Try   HackMD

Proposal: Use aos-dev/go-storage to replace storage.ExternalStorage

Background

dumping uses storage.ExternalFileWriter to support data export.

storage.ExternalFileWriter use following APIs:

type ExternalFileWriter interface {
	// Write writes to buffer and if chunk is filled will upload it
	Write(ctx context.Context, p []byte) (int, error)
	// Close writes final chunk and completes the upload
	Close(ctx context.Context) error
}

In order to support multipart uploads, storage.ExternalStorage will create a struct to carry upload_id and completed parts:

type S3Uploader struct {
	svc           s3iface.S3API
	createOutput  *s3.CreateMultipartUploadOutput
	completeParts []*s3.CompletedPart
}

S3Uploader will create new parts in every call of Write and complete parts in Close.

Based on these design, dumping's main data export logic is following:

func WriteInsert(pCtx *tcontext.Context, cfg *Config, meta TableMeta, tblIR TableDataIR, w storage.ExternalFileWriter) (n uint64, err error) {
	...
    
	wp := newWriterPipe(w, cfg.FileSize, cfg.StatementSize, cfg.Labels)

	...


	for fileRowIter.HasNext() {
		...

		for fileRowIter.HasNext() {
			lastBfSize := bf.Len()
			if selectedField != "" {
				if err = fileRowIter.Decode(row); err != nil {
					pCtx.L().Error("fail to scan from sql.Row", zap.Error(err))
					return counter, errors.Trace(err)
				}
				row.WriteToBuffer(bf, escapeBackslash)
			} else {
				bf.WriteString("()")
			}
			counter++
			wp.AddFileSize(uint64(bf.Len()-lastBfSize) + 2) // 2 is for ",\n" and ";\n"
			...

			fileRowIter.Next()
			shouldSwitch := wp.ShouldSwitchStatement()
			if fileRowIter.HasNext() && !shouldSwitch {
				bf.WriteString(",\n")
			} else {
				bf.WriteString(";\n")
			}
			if bf.Len() >= lengthLimit {
				select {
				case <-pCtx.Done():
					return counter, pCtx.Err()
				case err = <-wp.errCh:
					return counter, err
				case wp.input <- bf:
					bf = pool.Get().(*bytes.Buffer)
					if bfCap := bf.Cap(); bfCap < lengthLimit {
						bf.Grow(lengthLimit - bfCap)
					}
					AddCounter(finishedRowsCounter, cfg.Labels, float64(counter-lastCounter))
					lastCounter = counter
				}
			}

			if shouldSwitch {
				break
			}
		}
		if wp.ShouldSwitchFile() {
			break
		}
	}
	...
	if bf.Len() > 0 {
		wp.input <- bf
	}
	close(wp.input)
	<-wp.closed
    
	...
    
	return counter, wp.Error()
}

dumping will create a buffer and call ExternalFileWriter.Write every time the buffer has been written 1048576(1M) lines.

Propose

It's indeed a burden for applications to connect to all storage services, especially for an application that has complicated business logic. So I propose to use aos-dev/go-storage to replace storage.ExternalStorage.

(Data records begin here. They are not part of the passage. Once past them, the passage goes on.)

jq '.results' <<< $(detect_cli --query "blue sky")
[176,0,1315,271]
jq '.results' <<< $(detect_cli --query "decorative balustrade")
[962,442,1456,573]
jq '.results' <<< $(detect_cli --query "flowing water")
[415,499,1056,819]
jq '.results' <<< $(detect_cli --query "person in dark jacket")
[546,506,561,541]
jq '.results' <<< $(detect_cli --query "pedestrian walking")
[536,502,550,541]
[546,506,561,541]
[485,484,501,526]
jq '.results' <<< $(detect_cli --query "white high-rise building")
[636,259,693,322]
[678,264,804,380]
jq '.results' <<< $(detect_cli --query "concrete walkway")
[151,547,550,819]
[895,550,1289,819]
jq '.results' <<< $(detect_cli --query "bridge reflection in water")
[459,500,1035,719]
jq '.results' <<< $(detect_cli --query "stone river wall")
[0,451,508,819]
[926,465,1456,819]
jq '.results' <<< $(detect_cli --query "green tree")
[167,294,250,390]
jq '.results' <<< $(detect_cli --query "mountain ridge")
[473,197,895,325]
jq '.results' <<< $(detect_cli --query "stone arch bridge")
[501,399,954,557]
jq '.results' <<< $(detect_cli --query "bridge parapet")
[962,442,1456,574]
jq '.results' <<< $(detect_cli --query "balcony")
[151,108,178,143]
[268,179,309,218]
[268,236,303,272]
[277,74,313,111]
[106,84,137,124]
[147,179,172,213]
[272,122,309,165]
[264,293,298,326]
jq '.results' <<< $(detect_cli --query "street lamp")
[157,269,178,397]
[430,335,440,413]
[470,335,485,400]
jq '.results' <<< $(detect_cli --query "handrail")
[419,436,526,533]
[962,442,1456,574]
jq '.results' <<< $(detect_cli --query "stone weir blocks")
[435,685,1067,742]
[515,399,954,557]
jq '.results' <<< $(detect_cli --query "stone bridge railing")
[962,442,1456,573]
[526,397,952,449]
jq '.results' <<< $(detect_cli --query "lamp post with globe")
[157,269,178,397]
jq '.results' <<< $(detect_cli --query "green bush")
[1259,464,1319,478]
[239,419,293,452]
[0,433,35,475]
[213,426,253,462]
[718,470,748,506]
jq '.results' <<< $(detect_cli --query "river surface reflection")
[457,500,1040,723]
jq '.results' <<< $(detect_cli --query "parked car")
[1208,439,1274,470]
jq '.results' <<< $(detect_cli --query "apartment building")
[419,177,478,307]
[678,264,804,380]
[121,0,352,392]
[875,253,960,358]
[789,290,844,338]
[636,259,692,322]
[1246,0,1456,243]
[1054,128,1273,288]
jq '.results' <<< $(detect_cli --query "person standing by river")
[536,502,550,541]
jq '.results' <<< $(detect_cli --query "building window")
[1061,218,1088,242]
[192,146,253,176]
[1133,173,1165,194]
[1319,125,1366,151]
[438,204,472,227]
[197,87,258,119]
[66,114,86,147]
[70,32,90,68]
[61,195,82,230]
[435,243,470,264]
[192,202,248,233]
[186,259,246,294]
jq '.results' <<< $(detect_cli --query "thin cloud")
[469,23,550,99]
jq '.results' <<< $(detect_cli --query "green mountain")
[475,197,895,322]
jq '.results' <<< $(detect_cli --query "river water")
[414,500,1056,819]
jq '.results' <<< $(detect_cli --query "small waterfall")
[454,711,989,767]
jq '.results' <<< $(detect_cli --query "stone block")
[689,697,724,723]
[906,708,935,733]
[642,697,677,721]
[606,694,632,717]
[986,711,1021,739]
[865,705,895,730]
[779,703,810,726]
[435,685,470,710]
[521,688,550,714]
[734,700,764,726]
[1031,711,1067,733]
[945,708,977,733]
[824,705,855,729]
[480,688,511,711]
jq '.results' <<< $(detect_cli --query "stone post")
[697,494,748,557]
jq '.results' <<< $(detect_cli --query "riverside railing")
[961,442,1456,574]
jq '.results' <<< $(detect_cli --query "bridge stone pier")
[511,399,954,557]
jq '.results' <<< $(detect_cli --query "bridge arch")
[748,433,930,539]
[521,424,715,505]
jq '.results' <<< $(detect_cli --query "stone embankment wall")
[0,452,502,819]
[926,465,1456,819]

aos-dev/go-storage is an application-oriented unified storage layer for Golang. It's design goals are Production ready, High performance and Vendor agnostic. go-storage will support as many services as possible, including S3, GCS, OSS, COS, Kodo(qiniu), QingStor, even Dropbox(contributed via community).

Benefits

Drawbacks

  • go-storage needs to support all features that dumping supports for now, as described in issue go-service-s3#51, such as SSE.
  • dumping needs to handle the config parse to construct go-storage's Storager.

Implementations

For the first stage, we can just replace the Write and Close call without touching other parts of the projects.

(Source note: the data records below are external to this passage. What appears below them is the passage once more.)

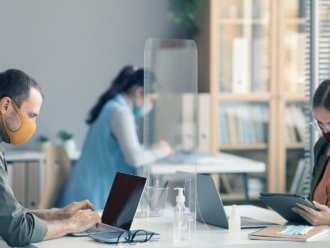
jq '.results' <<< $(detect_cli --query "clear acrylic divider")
[140,38,208,240]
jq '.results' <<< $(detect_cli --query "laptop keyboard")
[85,225,123,234]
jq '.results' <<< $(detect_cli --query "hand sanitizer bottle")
[173,188,188,241]
[228,205,241,233]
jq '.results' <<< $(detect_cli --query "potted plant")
[37,134,52,152]
[57,130,76,156]
[167,0,204,38]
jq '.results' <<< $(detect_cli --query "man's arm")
[28,200,94,221]
[44,209,101,240]
[29,200,101,240]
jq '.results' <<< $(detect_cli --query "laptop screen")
[102,172,147,230]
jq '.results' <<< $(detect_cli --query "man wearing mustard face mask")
[0,69,101,246]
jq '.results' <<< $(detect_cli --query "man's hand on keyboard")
[53,200,94,220]
[65,209,102,233]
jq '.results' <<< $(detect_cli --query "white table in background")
[5,151,81,204]
[18,206,330,248]
[140,152,266,205]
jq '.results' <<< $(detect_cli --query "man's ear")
[135,86,143,97]
[0,96,11,115]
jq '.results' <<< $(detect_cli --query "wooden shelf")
[218,92,271,102]
[286,143,308,149]
[285,18,307,24]
[282,92,309,102]
[220,193,259,201]
[219,18,269,25]
[219,144,268,150]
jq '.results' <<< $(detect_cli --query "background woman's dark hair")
[86,66,154,124]
[313,79,330,111]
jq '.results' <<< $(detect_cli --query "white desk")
[149,152,266,175]
[20,206,330,248]
[5,151,81,206]
[142,152,266,205]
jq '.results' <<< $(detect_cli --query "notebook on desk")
[248,226,329,242]
[197,172,279,229]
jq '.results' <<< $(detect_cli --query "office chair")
[38,146,71,209]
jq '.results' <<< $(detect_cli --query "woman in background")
[292,80,330,226]
[58,66,172,209]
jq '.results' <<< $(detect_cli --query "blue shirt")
[58,94,136,210]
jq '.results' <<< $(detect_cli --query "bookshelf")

  • Change the config parse to support construct go-storage's Storager

  • Way A: Use go-storage's Multiparter to replace storage.ExternalFileWriter.

  • Way B: Use go-storage to implement storage.ExternalFileWriter

Rational

io.FS

io.FS has been included in std lib since go 1.16. But io.FS is designed to work with file instead of bytes or stream. And is's lack of object storage's Multipart Object support.

spf13/afero

afero is another FileSystem Abstraction System for Go. As his name implies, it also works with files.

There is no official support for s3 like services, but there is community built one: afero-s3. It uses S3Manager to in Write operations which means user can't control the logic of underlying multipart object.